Start-up Macrocarbon Developing Macroalgae Aquafarms

seagriculture.eu
Macrocarbon Sargassum natans

The macroalga Sargassum natans belongs to the genus of the so-called gulfweed. Credit: Alfred-Wegener-Institut, Franziska Elmer

The startup Macrocarbon SL began with the idea of using natural ocean resources to develop new climate-friendly raw materials for industry. To this end, researchers from the Alfred Wegener Institut, Carbonwave, GEOMAR, Helmholtz Centre for Ocean Research Kiel, and the start-up Seafields joined forces, with the support of BASF. In January 2022 they founded the project “C-CAUSE” (Chemical CARBON Utilization through Sargassum Economy). A short time later, in May 2022, they won a grant of 700,000 euros as part of the “Carbon to Value Challenge” of the Federal Agency for Disruptive Innovation (SPRIND). In this first funding phase a novel value chain was developed.

Starting with the cultivation of free-floating macroalgae (Sargassum fluitans and natans) in open-ocean aquafarms, biological and renewable carbon feedstocks will be produced for the chemical industry. The goal is to contribute to the decarbonization of the chemical industry while creating products that store carbon over long time periods.

To drive further development activities in a second SPRIND funding phase and technical upscaling in an even more agile way, the company Macrocarbon SL was spun out of AWI and Carbonwave on March 23, 2023, and has received additional funding of 2.3 million euros from SPRIND to further develop its innovations.

Regarding the goals of the AWI and Carbonwave spin-off, founder and Macrocarbon CEO Dr.
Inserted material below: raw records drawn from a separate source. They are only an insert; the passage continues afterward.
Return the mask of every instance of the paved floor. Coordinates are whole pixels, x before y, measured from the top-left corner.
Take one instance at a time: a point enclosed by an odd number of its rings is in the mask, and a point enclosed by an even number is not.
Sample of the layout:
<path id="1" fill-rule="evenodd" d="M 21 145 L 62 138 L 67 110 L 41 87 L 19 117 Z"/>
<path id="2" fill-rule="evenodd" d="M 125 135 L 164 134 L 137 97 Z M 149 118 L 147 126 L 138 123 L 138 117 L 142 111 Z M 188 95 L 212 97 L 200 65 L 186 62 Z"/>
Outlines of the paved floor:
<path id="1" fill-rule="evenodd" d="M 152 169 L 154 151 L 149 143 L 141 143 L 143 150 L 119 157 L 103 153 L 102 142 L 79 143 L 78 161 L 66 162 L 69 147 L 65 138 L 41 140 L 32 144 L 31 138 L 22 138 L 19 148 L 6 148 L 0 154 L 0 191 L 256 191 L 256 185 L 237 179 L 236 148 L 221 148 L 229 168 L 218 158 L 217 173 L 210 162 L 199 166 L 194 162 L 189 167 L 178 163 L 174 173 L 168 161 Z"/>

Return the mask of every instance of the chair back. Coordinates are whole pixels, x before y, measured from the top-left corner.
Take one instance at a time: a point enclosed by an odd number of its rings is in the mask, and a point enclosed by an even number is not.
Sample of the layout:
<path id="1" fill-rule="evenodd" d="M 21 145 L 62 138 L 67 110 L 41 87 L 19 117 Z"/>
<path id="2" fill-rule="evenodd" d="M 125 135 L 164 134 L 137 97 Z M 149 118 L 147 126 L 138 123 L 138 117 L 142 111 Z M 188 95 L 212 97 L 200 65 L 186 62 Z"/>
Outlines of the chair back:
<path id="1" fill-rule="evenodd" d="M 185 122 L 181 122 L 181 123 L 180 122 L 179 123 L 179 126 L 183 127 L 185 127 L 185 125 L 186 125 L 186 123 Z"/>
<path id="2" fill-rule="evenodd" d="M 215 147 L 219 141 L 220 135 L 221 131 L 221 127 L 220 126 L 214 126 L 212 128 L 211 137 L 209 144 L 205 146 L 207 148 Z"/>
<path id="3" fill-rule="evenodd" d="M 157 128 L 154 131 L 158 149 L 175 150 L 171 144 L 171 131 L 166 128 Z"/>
Mar Fernández Méndez says, “Macrocarbon will develop integrated supply chains for the cultivation and processing of Sargassum seaweed. Because Sargassum itself floats, we do not need expensive longlines to be stretched out in the water for this purpose. In addition, the algae grow quickly and thrives in many regions. It binds CO₂ very efficiently through natural photosynthesis.”

After harvesting the algae, the carbon-rich biomass will be processed into raw materials for the chemical industry (such as bio-naphtha), which will replace products previously derived from fossil fuels. In this way, Macrocarbon intends to contribute to decarbonization, sequestering 100 million tons of CO₂ per year by 2040 and one gigaton by 2050.

AWI, Carbonwave and the Macrocarbon spinoff plan to continue cooperating with each other. To this end, AWI will contribute its biological process understanding to monitor carbon fluxes and environmental sustainability, supporting Macrocarbon in building an innovative value chain. Carbonwave will develop processing methodologies based on their existing operations and production of valuable products from Sargassum in the Caribbean.

Las Palmas, on Gran Canaria, was chosen as the new company’s headquarters, primarily because of its location in the subtropical Atlantic where Sargassum thrives. Also, Macrocarbon has access to an ocean platform with a test environment here (Oceanic Platform of the Canary Islands, PLOCAN). This platform is suitable for large-scale experiments and tests of pilot processing plants.

The location in the Atlantic Ocean is also easy to reach and, at the same time, offers the necessary marine high seas conditions. The Canary Islands belong to the EU, which is relevant for SPRIND funding and possible further EU funding.

In addition to the funding from SPRIND, Carbonwave and Seafields plan to participate in Macrocarbon. It is expected that Jason Cole, currently Head of Innovation at Carbonwave, will join Macrocarbon’s founding team.